Le limitazioni, oltre che della legge, possono essere poste da atti normativi di rango inferiore o da atti regolamentari con esclusiva valenza endocondominiale.
Il riferimento è ai regolamenti locali di polizia urbana ed al regolamento di condominio
Regolamento condominiale
Ai sensi del primo comma dell’art. 1138, primo comma, c.c.: “ quando in un edificio il numero dei condomini e superiore a dieci, deve essere formato un regolamento, il quale contenga le norme circa l’uso delle cose comuni e la ripartizione delle spese, secondo i diritti e gli obblighi spettanti a ciascun condomino, nonché le norme per la tutela del decoro dell’edificio e quelle relative all’amministrazione”.
Tale regolamento, comunemente definito assembleare poiché adottabile a maggioranza, si differenzia da quello detto contrattuale che, se approvato e sottoscritto da tutti i condomini può contenere, a differenza del primo, anche delle clausole che comportino delle limitazione nell’uso e godimento delle unità immobiliari di proprietà esclusiva.

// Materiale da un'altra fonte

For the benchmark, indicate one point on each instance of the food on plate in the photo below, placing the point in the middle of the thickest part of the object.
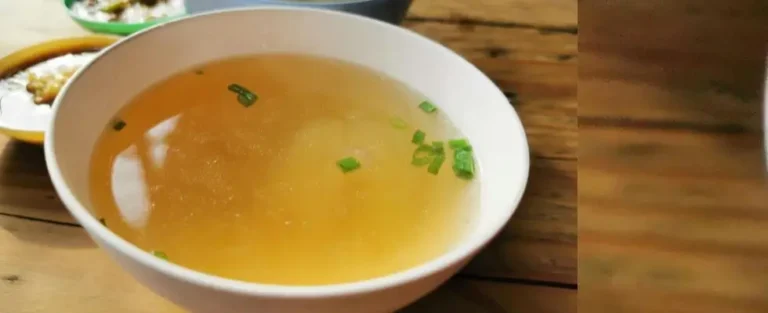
(126, 11)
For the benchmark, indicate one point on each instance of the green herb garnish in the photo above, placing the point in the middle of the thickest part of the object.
(348, 164)
(422, 155)
(118, 125)
(398, 123)
(115, 6)
(463, 164)
(459, 144)
(427, 106)
(437, 162)
(418, 137)
(438, 147)
(244, 96)
(160, 254)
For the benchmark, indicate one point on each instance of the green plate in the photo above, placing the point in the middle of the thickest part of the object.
(113, 27)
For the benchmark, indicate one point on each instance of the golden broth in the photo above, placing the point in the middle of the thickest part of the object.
(255, 194)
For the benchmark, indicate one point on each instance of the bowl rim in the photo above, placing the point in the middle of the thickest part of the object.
(34, 54)
(429, 268)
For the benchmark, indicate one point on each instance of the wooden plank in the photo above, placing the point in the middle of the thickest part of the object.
(672, 176)
(42, 262)
(671, 221)
(520, 60)
(682, 152)
(697, 62)
(545, 14)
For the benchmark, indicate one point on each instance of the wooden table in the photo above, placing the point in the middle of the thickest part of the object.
(528, 47)
(673, 191)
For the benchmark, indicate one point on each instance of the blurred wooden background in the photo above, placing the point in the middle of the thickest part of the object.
(528, 47)
(673, 193)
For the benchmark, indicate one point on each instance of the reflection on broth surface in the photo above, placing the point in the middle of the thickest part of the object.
(248, 187)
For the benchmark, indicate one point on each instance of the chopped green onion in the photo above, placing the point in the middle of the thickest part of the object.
(246, 99)
(437, 162)
(427, 106)
(438, 146)
(244, 96)
(237, 88)
(160, 254)
(418, 137)
(118, 125)
(348, 164)
(463, 164)
(398, 123)
(459, 144)
(422, 155)
(115, 7)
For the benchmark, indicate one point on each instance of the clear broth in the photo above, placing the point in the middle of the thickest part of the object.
(254, 193)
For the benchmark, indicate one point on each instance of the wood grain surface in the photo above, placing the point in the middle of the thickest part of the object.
(673, 191)
(529, 48)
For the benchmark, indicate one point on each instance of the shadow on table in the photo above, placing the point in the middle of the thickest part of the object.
(25, 184)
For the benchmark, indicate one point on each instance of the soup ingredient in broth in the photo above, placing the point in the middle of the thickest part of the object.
(308, 185)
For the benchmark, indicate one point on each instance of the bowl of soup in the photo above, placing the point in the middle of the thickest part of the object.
(286, 160)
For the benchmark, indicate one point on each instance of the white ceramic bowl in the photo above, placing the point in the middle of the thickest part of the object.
(467, 96)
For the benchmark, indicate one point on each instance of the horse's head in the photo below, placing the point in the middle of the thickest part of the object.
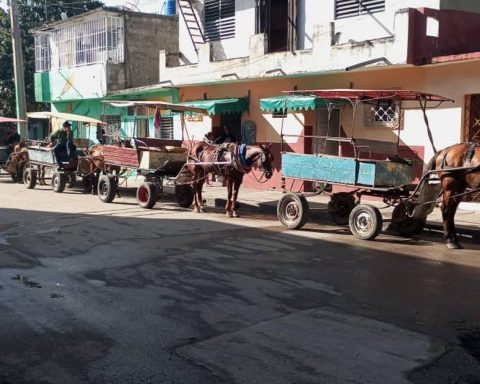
(265, 160)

Vista la particolare forza vincolante di quest’ultima tipologia di regolamento la Corte di Cassazione ha inteso precisare che “ I divieti e le limitazioni di destinazione delle unità immobiliari di proprietà esclusiva dei singoli condomini, come i vincoli di una determinata destinazione ed il divieto di mutare la originaria destinazione, posti con il regolamento condominiale predisposto dall’originario proprietario ed accettati con l’atto d’acquisto, devono risultare da una volontà chiaramente ed espressamente manifestata nell’atto o da una volontà desumibile, comunque, in modo non equivoco dall’atto stesso, e non è certamente sufficiente, a tal fine, la semplice indicazione di una determinata attuale destinazione delle unità immobiliari medesime, trattandosi di una volontà diretta a restringere facoltà normalmente inerenti alla proprietà esclusiva da parte dei singoli condomini. I divieti e le limitazioni di cui sopra possono essere formulati nel regolamento sia mediante la elencazione delle attività vietate (in tal caso, al fine di stabilire se una determinata destinazione sia vietata o limitata, basterà verificare se la destinazione stessa sia inclusa nell’elenco) sia mediante riferimento ai pregiudizi che si ha intenzione di evitare (in questo secondo caso, naturalmente, al fine suddetto, è necessario accertare la idoneità in concreto della destinazione contestata a produrre gli inconvenienti che si vollero evitare).” (così da ultimo Cass. 18 settembre 2009 n. 20237).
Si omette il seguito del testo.